Gregor Zabret

Personal information
- Date of birth: 18 August 1995 (age 30)
- Place of birth: Ljubljana, Slovenia
- Height: 1.87 m (6 ft 2 in)
- Position: Goalkeeper

Youth career
- 2002–2008: Domžale
- 2008–2009: Interblock
- 2009–2011: Domžale

Senior career*
- Years: Team / Apps / (Gls)
- 2011–2013: Domžale / 14 / (0)
- 2013–2020: Swansea City / 0 / (0)
- 2019: → Oldham Athletic (loan) / 0 / (0)
- 2021: Ashton Athletic / 2 / (0)
- 2021–2022: Aberystwyth Town / 27 / (0)
- 2024: Widnes
- 2024: Barnoldswick Town

International career
- 2010: Slovenia U16 / 2 / (0)
- 2011–2012: Slovenia U17 / 14 / (0)
- 2013: Slovenia U19 / 5 / (0)
- 2015–2016: Slovenia U21 / 5 / (0)

= Gregor Zabret =

Slovenian football goalkeeper (born 1995)

Gregor Zabret (born 18 August 1995) is a Slovenian footballer who plays as a goalkeeper.

==Club career==
===Domžale===
Zabret was promoted to Domžale's first team in 2011, and made his first team debut on 26 November 2011, in a 2–0 home defeat against Celje.

===Swansea City===
On 2 July 2013, Zabret signed a two-year deal with Swansea City, for an undisclosed fee.

In July 2015, Zabret signed a one-year contract extension with Swansea, keeping him at the club until June 2016. Zabret signed a new two-year contract in July 2016.

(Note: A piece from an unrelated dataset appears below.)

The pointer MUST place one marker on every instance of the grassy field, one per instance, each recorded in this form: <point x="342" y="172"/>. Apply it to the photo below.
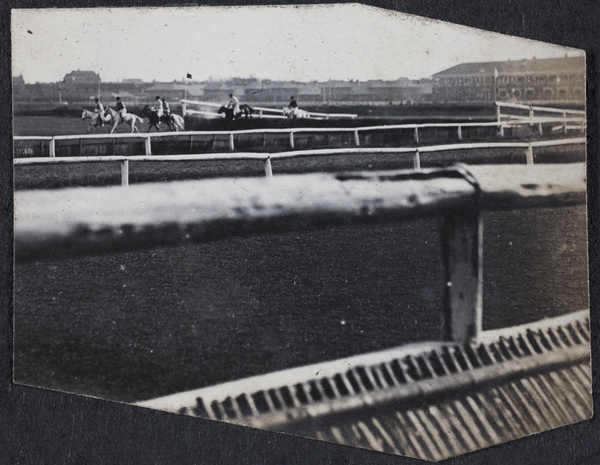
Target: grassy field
<point x="136" y="325"/>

On 3 February 2020, Zabret left the club following his contract being mutually terminated.

====Loan to Oldham Athletic====
On 5 July 2019, Zabret signed for League Two side Oldham Athletic on a season-long loan.

===Aberystwyth Town===
On 8 August 2021, Zabret signed for Cymru Premier side Aberystwyth Town.

==International career==
Zabret has represented Slovenia at under-16, under-17, under-19, and under-21 levels.